The Money Tree

Safely Generating Income in Retirement

Archive for November 11th, 2011

New Trades – Part Two

Posted by mounddweller on November 11, 2011

Fellow Traders,

Let’s get right to it.  Yesterday, I told you I recently entered 4 new trades and discussed one of them, Waste Management, with you.  In this post I’m going to tell you about my other three trades, one with Cameco (CCJ) and two with the Royal Bank of Canada (RY).

First, let’s look at Cameco Corporation (CCJ).  Cameco Corporation operates as a uranium producer, supplier of conversion services, and fuel manufacturer.  The company was founded in 1987 and is headquartered in Saskatoon, Canada.  This is not the first time I have traded CCJ.  I sold puts on CCJ back in March of this year.  You can read about that trade here:

Here’s my most recent trade.  On November 9th I sold 5 DEC $16 puts at $0.25.  At the time CCJ was trading at $19.44. Thus the $16 strike gave me 17.7% of DSP.  My ROIC, net of commissions on this trade is 1.43% with 38 days to expiration.  Annualized my return is 13.69%.  This is slightly under the 15% targeted return I referenced in my message yesterday but is still far better than money market or bank CD is paying.

Let’s look at the chart for CCJ and see why this trade caught my eye.

As you can see the price chart for CCJ is similar in many respects to that of WM which we discussed yesterday.  CCJ hit a 52-wk high of $44.81 back in February and then fell precipitously after the earthquake and tsunami in Japan.  Last month it hit bottom with a 52-wk low of $16.68.  It then bounced back up to around $23 before retreating again.  Yesterday, it closed at $19.38.
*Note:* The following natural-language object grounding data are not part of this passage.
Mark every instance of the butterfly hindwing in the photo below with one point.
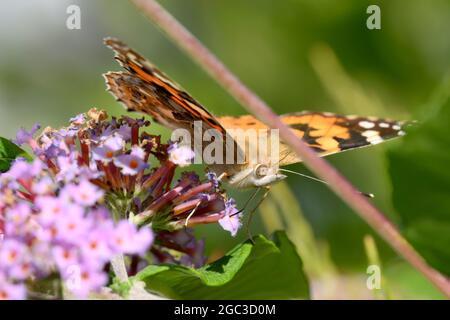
(325, 132)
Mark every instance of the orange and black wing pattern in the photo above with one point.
(144, 88)
(325, 132)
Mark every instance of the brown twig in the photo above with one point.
(377, 220)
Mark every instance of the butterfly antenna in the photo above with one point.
(368, 195)
(247, 202)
Here’s why I like this trade.  I think CCJ is oversold due to fallout from the Japanese earthquake.  CCJ mines uranium.  Nuclear power is not going the way of the dodo bird.  It will be around for a long time.  As a matter of fact CCJ is so confident of this it plans to double production by 2018.  If I have CCJ put to me at $16 I will own it below the current 52-wk low and very near the 2008 market lows.  It pays a modest dividend that has been steadily increasing for years.  CCJ currently yields 2%.  At my $16 strike it will have a dividend yield of 2.4%.  Not great, but again higher than short-term bond yields.

Last, but certainly not least, I’d like to tell you about my two recent trades in the Royal Bank of Canada (RY).  I have had my eye on RY for several months now.  RY is a favorite of my friend Teddi over at  Teddi has written about RY many times.  One of her most recent postings can be found here:

As I mentioned I have entered two separte trades on RY.  First, on November 1st I sold 2 NOV $45 puts at $0.80.  With 18 days to expiration net of commissions my ROIC is 1.68%.  Annualized that comes out to a return of 33.99%.  Then, with the stock continuing to exhibit further weakness, on November 9th I sold 2 DEC $40 puts at $0.75.  My ROIC, net of commissions, on this trade is 1.76% (16.91% annualized).
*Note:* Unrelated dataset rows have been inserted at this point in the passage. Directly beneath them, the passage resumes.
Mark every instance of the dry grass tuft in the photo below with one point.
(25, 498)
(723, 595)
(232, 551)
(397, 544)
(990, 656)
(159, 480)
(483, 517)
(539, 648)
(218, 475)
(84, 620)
Looking at the chart you can see why I like these trades.  RY is a blue-chip Canadian bank.  It has fallen significantly due to the sovereign debt crisis in Europe.  However, todate there has been no indication that they have much exposure to this problem.  The stock is trading at 2 year lows.  Does that mean it can’t fall further.  No, certainly not.  During the financial crisis in 2008/2009 it did fall much lower.  However, what is important to note is that it quickly rebounded.

RY is a slightly different trade from my normal NP trades in that I want to own RY long-term.  It pays a large ($2.15 / 4.70%)and increasing dividend.   I would eventually like to own several hundred shares against which I can collect dividends and sell covered calls.  My strategy with RY will be very similar to that of my position in Exelon (EXC).

Well, that’s all I’ve got time for this time around.  I hope you will take time to do your own DD on these trades.  I especially like the WM and RY trades.  You may find them suitable for your trading portfolio as well.